I compiled the code, created a new ctakes-dictionary-lookup-fast.jar file, copied this jar file to a tested User Install version of cTAKES, then modified the dictionary XML file to exclude UMLS authentication credentials. However, it always crashed when the initialize method from the AbstractJCasTermAnnotator class attempted to load the descriptor file path:

// from AbstractJCasTermAnnotator class
// public void initialize( final UimaContext uimaContext ) throws ResourceInitializationException {...}

      LOGGER.info( "Using Dictionary Descriptor: " + descriptorFilePath );
      try ( InputStream descriptorStream = FileLocator.getAsStream( descriptorFilePath ) ) {
         _dictionarySpec = DictionaryDescriptorParser.parseDescriptor( descriptorStream, uimaContext );
      /* it always crashes here with the error ERROR PiperFileRunner - Initialization of annotator class "org.apache.ctakes.dictionary.lookup2.ae.DefaultJCasTermAnnotator" failed.  (Descriptor: <unknown>)
     */
      } catch ( IOException | AnnotatorContextException multE ) {
         LOGGER.info("AnnotatorContextException, bad InputStream");
         throw new ResourceInitializationException( multE );
      }

If I modify the custom dictionary file to include my UMLS username and API Key, the same error occurs, but it works without any errors if I revert back to the unmodified jar file with UMLS authentication and my credentials. Is UMLS authentication tied to loading a custom dictionary file in some way that I've missed, and do you have any suggestions on how to use cTAKES with no external internet access?

Thanks!

John Caskey

On 5/20/21, 7:16 AM, "Finan, Sean" <Se...@childrens.harvard.edu> wrote:

    Hi John,

    >Can you help me with a few questions?
    - I will try.  Others may offer alternate or additional information.

    > If I wanted to create a modified workflow without the entire source code, could I create a jar file of the module I wanted to modify and then replace that jar file in the User Install
    - Yes.
    In IntelliJ you should be able to open the Maven panel to handle this.  If you compiled with some other means, then in the top menubar View > Tool Windows > Maven.
    The maven panel should display a list (tree) of all of the ctakes modules.  You can build an individual module here.  For instance, Apache cTAKES Dockhand > Lifecycle > package.  You will see some progress information in the run panel, including:
            [INFO] Building jar: C:\Spiffy\ctakes_trunk\ctakes-dockhand\target\ctakes-dockhand-4.0.1-SNAPSHOT.jar
    You just build a single module's jar - in this case the ctakes basic installation gui. The location of your new jar file will be in a location on your system.

    >or would I need to compile the entire source code for cTAKES?
    - No, but if you do ever want to build the entire module, use the maven panel, Apache cTAKES (root) > Lifecycle > package.

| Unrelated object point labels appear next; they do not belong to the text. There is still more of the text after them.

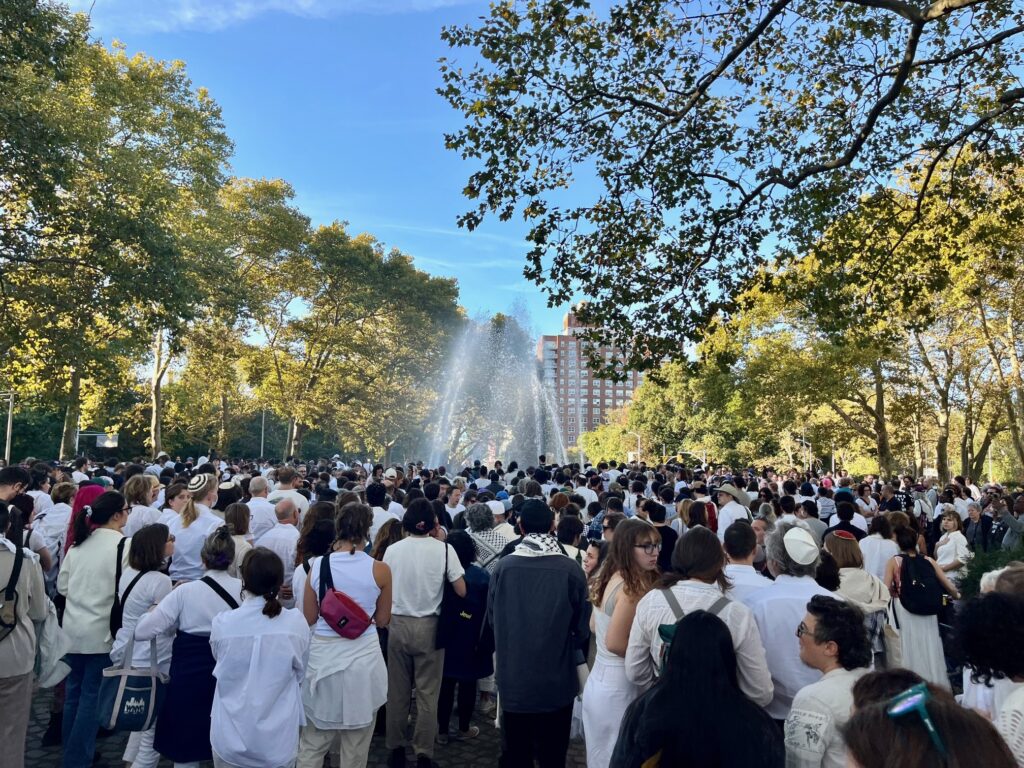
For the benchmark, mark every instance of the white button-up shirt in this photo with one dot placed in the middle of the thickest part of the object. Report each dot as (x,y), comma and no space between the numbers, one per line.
(745,582)
(257,707)
(190,607)
(778,610)
(812,729)
(644,650)
(261,517)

    >When I try to create a jar file within IntelliJ IDEA, it asks for the main class.
    - It shouldn't do this if you use the maven package process as I outlined above.  If you still get a main class question then send me info on your complete process and I'll see if I can duplicate it.

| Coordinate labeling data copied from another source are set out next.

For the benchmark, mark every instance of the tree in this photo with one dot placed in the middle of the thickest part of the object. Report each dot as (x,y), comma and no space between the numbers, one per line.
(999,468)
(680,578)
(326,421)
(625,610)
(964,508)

    >or should I build a jar file for the modified module without a main class and then replace that in the lib/ folder of the User Install version of cTAKES?
    - You should build one without specifying a main class and copy it to lib/ in the User Install.

    > when I try to run cTAKES, I receive the error:
    The feature org.apache.ctakes.typesystem.type.textspan.List:items is declared twice, with incompatible multipleReferencesAllowed specifications
    - Is it an error that stops ctakes from running or is it just a warning?
    The root of the problem is that different modules have copies of the type system xml.  This should be unnecessary and causes this problem if somebody modifies properties in one but not another.
    For Instance, in ctakes-type-sysstem TypeSystem.xml :
            <featureDescription>
              <name>items</name>
              <description/>
              <rangeTypeName>uima.cas.FSList</rangeTypeName>
              <elementType>uima.tcas.Annotation</elementType>
                <multipleReferencesAllowed>true</multipleReferencesAllowed>
            </featureDescription>
    While in others:
                            <featureDescription>
                                <name>items</name>
                                <description/>
                                <rangeTypeName>uima.cas.FSList</rangeTypeName>
                                <elementType>uima.tcas.Annotation</elementType>
                            </featureDescription>
    This is essentially a bug that I am "fixing" right .. about .. now ...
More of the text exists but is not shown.